Organic revenue growth across B2B was said to be "strong" in North America, up 8%, aided by new product introductions, growth in core credit volumes, excellent progress in software and fraud prevention and continued strength in health.
Experian Ascend, a "next generation analytical sandbox", has been well-received, and several major financial institutions were signed to the service during the quarter, with a "robust" pipeline.
The decline at the North America division continued but at a lesser rate amid "good progress" in consumer services.
In Latin America, total revenue growth was 8%, with revenue growth at constant exchange rates and organic revenue growth both 7%, while total revenue growth in the UK and Ireland was 7% but flat at constant currencies and organically.
Brazil performed strongly, driven by higher core volumes, reflecting improved market conditions, and recent client wins, including another new long-term agreement with a major Brazilian bank to deliver a broad range of services and several in Spanish Latin America which it said would help underpin future growth in this part of the region.

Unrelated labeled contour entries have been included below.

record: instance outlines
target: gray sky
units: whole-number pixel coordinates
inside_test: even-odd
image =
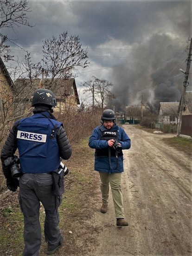
[[[35,26],[9,30],[9,36],[31,51],[35,62],[41,59],[43,40],[66,31],[78,35],[90,62],[76,78],[81,102],[85,101],[81,83],[92,76],[113,84],[116,109],[141,104],[141,97],[144,102],[180,99],[184,75],[179,69],[186,69],[192,36],[191,0],[29,3],[27,16]],[[21,51],[11,49],[22,58]],[[192,90],[189,82],[187,90]],[[91,102],[91,97],[86,100]]]

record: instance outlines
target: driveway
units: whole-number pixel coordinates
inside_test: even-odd
[[[123,151],[122,177],[129,226],[116,226],[110,192],[108,212],[95,216],[103,228],[95,255],[191,256],[191,159],[162,141],[174,134],[123,128],[132,142]]]

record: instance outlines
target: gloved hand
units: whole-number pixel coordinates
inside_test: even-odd
[[[14,192],[19,187],[19,180],[17,179],[10,178],[6,179],[6,186],[11,190]]]
[[[69,173],[69,169],[66,166],[64,166],[64,176],[65,176]]]

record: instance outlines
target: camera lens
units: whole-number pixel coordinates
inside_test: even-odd
[[[13,178],[18,178],[21,176],[21,173],[19,166],[18,164],[13,165],[11,166],[11,174]]]

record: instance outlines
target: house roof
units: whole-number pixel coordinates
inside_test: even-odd
[[[9,75],[9,72],[5,66],[3,61],[1,58],[0,57],[0,69],[2,70],[3,74],[6,77],[7,82],[8,82],[10,86],[11,87],[13,85],[13,81]]]
[[[179,102],[160,102],[160,109],[164,115],[175,114],[178,112]]]
[[[186,99],[184,104],[186,104],[190,113],[192,113],[192,91],[186,92]]]
[[[29,99],[32,97],[35,90],[45,88],[51,90],[57,100],[62,100],[70,95],[72,87],[74,89],[77,103],[80,104],[75,78],[55,78],[53,83],[49,78],[18,79],[14,83],[14,90],[15,92],[22,91],[22,95]]]

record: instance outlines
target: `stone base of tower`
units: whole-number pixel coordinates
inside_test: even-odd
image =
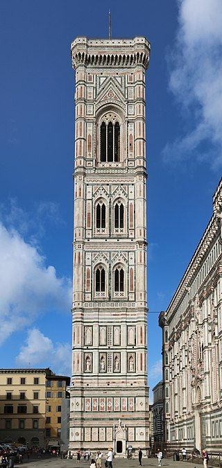
[[[137,451],[140,447],[145,454],[150,448],[148,388],[145,392],[144,388],[134,388],[133,392],[132,390],[126,388],[123,392],[122,388],[115,392],[108,388],[103,391],[101,388],[85,389],[80,397],[78,389],[71,389],[69,450],[76,453],[79,449],[90,449],[94,454],[99,450],[105,452],[111,447],[116,456],[124,458],[129,447]],[[113,399],[119,399],[120,405],[126,403],[126,408],[133,399],[132,410],[124,410],[122,406],[122,411],[103,411],[104,401],[106,408],[110,402],[113,408]],[[87,404],[89,408],[90,405],[92,411],[84,410]],[[76,410],[80,406],[83,412]]]

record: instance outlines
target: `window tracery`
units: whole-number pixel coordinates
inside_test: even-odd
[[[103,200],[100,200],[96,209],[96,229],[105,228],[105,205]]]
[[[96,270],[96,292],[105,292],[105,272],[102,266],[99,266]]]
[[[124,207],[121,200],[118,200],[114,208],[114,228],[115,229],[121,229],[123,232],[124,227]]]
[[[123,295],[124,293],[124,271],[121,266],[117,266],[114,272],[114,293]]]
[[[112,113],[106,114],[99,125],[100,160],[101,162],[120,162],[120,123]]]

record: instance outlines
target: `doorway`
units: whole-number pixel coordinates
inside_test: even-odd
[[[117,441],[117,453],[122,453],[123,452],[123,442],[121,440]]]

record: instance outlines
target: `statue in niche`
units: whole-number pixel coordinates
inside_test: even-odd
[[[89,356],[85,359],[85,370],[87,372],[91,372],[91,358]]]
[[[100,361],[100,370],[102,371],[105,371],[105,356],[102,356]]]
[[[91,328],[89,327],[85,329],[85,344],[91,345]]]
[[[130,356],[129,359],[129,370],[131,372],[134,372],[134,358],[133,356]]]
[[[114,370],[116,371],[116,372],[119,371],[119,356],[116,356],[116,357],[115,357]]]
[[[105,345],[106,342],[106,332],[105,328],[101,328],[100,330],[100,344]]]

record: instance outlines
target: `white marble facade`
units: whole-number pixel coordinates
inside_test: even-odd
[[[70,449],[149,445],[144,37],[71,44],[76,71]]]
[[[159,322],[164,437],[172,449],[222,450],[222,181],[213,215]]]

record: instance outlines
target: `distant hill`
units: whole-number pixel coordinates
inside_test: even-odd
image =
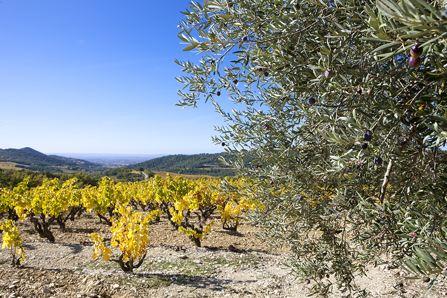
[[[47,155],[28,147],[21,149],[0,149],[0,161],[14,162],[17,164],[15,165],[16,167],[56,173],[78,170],[99,172],[104,170],[104,166],[101,164],[82,159]]]
[[[176,154],[162,156],[127,166],[129,169],[142,167],[151,171],[161,171],[190,175],[209,175],[215,176],[234,176],[235,172],[230,168],[222,164],[219,157],[224,153],[201,153],[192,155]]]

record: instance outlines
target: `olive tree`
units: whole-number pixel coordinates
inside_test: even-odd
[[[178,104],[204,99],[224,117],[214,141],[265,205],[251,219],[291,247],[311,293],[336,283],[365,296],[354,278],[372,263],[429,288],[446,278],[443,5],[207,0],[183,12],[178,37],[199,59],[176,61]]]

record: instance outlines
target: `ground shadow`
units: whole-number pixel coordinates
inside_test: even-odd
[[[134,273],[140,278],[155,277],[165,282],[179,286],[184,286],[195,289],[208,289],[212,291],[222,291],[230,284],[247,284],[255,283],[256,280],[235,281],[228,279],[208,277],[203,276],[191,276],[186,274],[166,274],[163,273]]]

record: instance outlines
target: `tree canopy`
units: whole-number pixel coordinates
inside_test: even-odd
[[[366,296],[353,281],[372,263],[429,288],[446,278],[444,5],[207,0],[183,12],[178,37],[200,58],[176,61],[178,104],[204,99],[225,118],[214,140],[257,181],[247,195],[266,208],[252,219],[291,246],[312,294],[337,283]]]

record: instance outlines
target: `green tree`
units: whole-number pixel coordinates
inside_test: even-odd
[[[208,0],[183,12],[178,37],[200,60],[176,61],[186,73],[178,105],[205,98],[225,118],[214,140],[257,181],[247,194],[266,207],[252,219],[267,241],[291,247],[313,294],[327,295],[335,277],[366,296],[353,280],[372,263],[430,286],[445,279],[442,5]]]

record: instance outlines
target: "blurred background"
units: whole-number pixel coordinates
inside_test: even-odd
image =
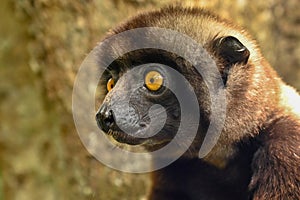
[[[0,1],[0,200],[145,199],[148,174],[109,169],[81,144],[72,85],[81,62],[110,28],[174,2]],[[283,79],[300,89],[299,0],[178,2],[245,27]]]

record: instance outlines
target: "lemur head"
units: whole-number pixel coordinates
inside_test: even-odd
[[[114,29],[108,38],[142,27],[159,27],[185,34],[205,50],[205,53],[195,55],[196,57],[215,63],[218,74],[211,76],[221,77],[222,85],[217,87],[227,95],[223,138],[236,140],[243,137],[247,130],[257,126],[257,121],[260,120],[244,115],[244,112],[255,105],[255,98],[262,95],[259,91],[261,85],[253,79],[255,66],[261,62],[260,53],[247,34],[242,34],[243,31],[231,23],[206,11],[171,7],[138,15]],[[151,40],[164,43],[159,36]],[[131,42],[132,39],[123,45],[130,45]],[[205,65],[207,62],[202,63]],[[176,72],[184,79],[177,76]],[[255,78],[260,78],[261,75],[262,73],[257,73]],[[186,103],[190,104],[187,107],[190,113],[194,111],[194,102],[189,102],[188,95],[189,91],[193,91],[201,117],[197,121],[197,136],[191,148],[199,149],[210,123],[212,102],[204,77],[184,57],[162,49],[134,50],[119,55],[109,65],[100,85],[105,91],[105,97],[96,114],[99,127],[120,143],[144,145],[149,150],[169,143],[175,137],[183,117],[193,119],[192,115],[182,116],[180,102],[171,88],[187,92]],[[249,90],[257,94],[250,94]],[[249,95],[255,97],[249,100]],[[260,108],[253,107],[253,114],[259,110],[261,111]],[[243,124],[239,124],[238,120],[243,120]],[[185,134],[189,138],[188,131]]]

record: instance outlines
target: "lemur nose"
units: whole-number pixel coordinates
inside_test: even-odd
[[[106,104],[103,104],[96,114],[96,121],[100,129],[105,133],[115,124],[113,111],[109,110]]]

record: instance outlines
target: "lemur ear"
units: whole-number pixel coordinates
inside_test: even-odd
[[[230,74],[230,68],[234,64],[245,65],[248,62],[250,51],[235,37],[226,36],[216,39],[213,42],[213,48],[216,56],[223,62],[221,75],[223,83],[226,86]]]
[[[226,65],[246,64],[249,50],[235,37],[226,36],[215,40],[214,48],[218,56],[224,59]]]

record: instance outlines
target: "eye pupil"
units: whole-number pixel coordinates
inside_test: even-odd
[[[115,86],[115,81],[114,79],[110,78],[106,84],[107,91],[111,91],[114,86]]]
[[[150,83],[154,83],[154,78],[150,78]]]
[[[149,71],[145,76],[145,86],[150,91],[157,91],[163,85],[163,76],[158,71]]]

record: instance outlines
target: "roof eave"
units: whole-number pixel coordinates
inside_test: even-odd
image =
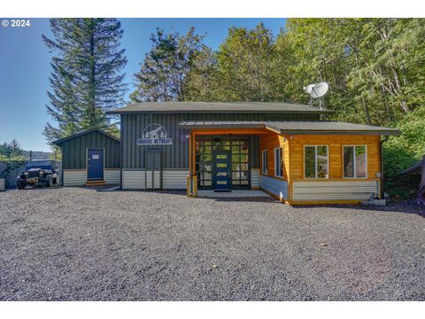
[[[281,129],[282,135],[371,135],[371,136],[399,136],[398,130],[297,130]]]
[[[169,110],[169,111],[126,111],[126,110],[110,110],[106,111],[106,114],[110,115],[120,115],[120,114],[137,114],[137,113],[179,113],[179,114],[193,114],[193,113],[298,113],[298,114],[321,114],[321,113],[331,113],[334,111],[331,110],[308,110],[308,111],[298,111],[298,110],[206,110],[206,111],[182,111],[182,110]]]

Total and organic revenue at constant exchange rates in the UK and Ireland was flat, as strength in B2B was offset by consumer services.
B2B growth was said to have been led by consumer information services, credit pre-qualification services, fraud prevention services and strength in digital marketing volumes, with sizeable new business wins.
"In Consumer Services, the rate of decline has continued to moderate, and while subscription revenues for credit monitoring services were lower, we delivered very strong growth in CreditMatcher, where we introduce consumers to loan offers."
The board said that formed part of Experian's broader strategy to develop new and engaging offers for consumers, and it continued to build a substantial base of free members, now totalling 3.3m.
In the Europe, Middle East, Africa and Asia Pacific territories, total revenue growth was 17%, or 12% at constant currencies, with organic revenue growth at constant currencies also 12%.
"A strong performance in EMEA was aided by our One Experian approach, delivering integrated data, analytical and software services, while in Asia Pacific growth was primarily led by strong client demand for software and fraud prevention services," the board said.
Effects of the Trump administration's tax policy were expected to reduce the headline tax rate but for this to be broadly offset by the reduction in the availability of tax deductions for interest and other group costs.
"For the year as a whole we continue to expect organic revenue growth of mid-single digits, with stable margins and further progress in Benchmark earnings per share," Cassin concluded.
fell around 1% early on Thursday, rebounding slightly to 1,649p by late morning.
Analyst Nicholas Hyett at Hargreaves Lansdown said: "In recent years the challenge for Experian has been to find a way to make money from its huge consumer base after rival credit check providers started offering their services for free.
"It's been a painful adjustment, and the UK is still haemorrhaging subscribers. But evidence in the US suggests the group is making progress. Products that help protect against identity fraud have attracted 150,000 paying customers, while matching consumers with lenders is proving popular on both sides of the pond.
"Consumer headwinds aside, Experian's data heavy analytics remain in demand, with Credit and analytics services growing quickly. We only see demand for those services going one way, and Experian looks well placed to capitalise in the long term."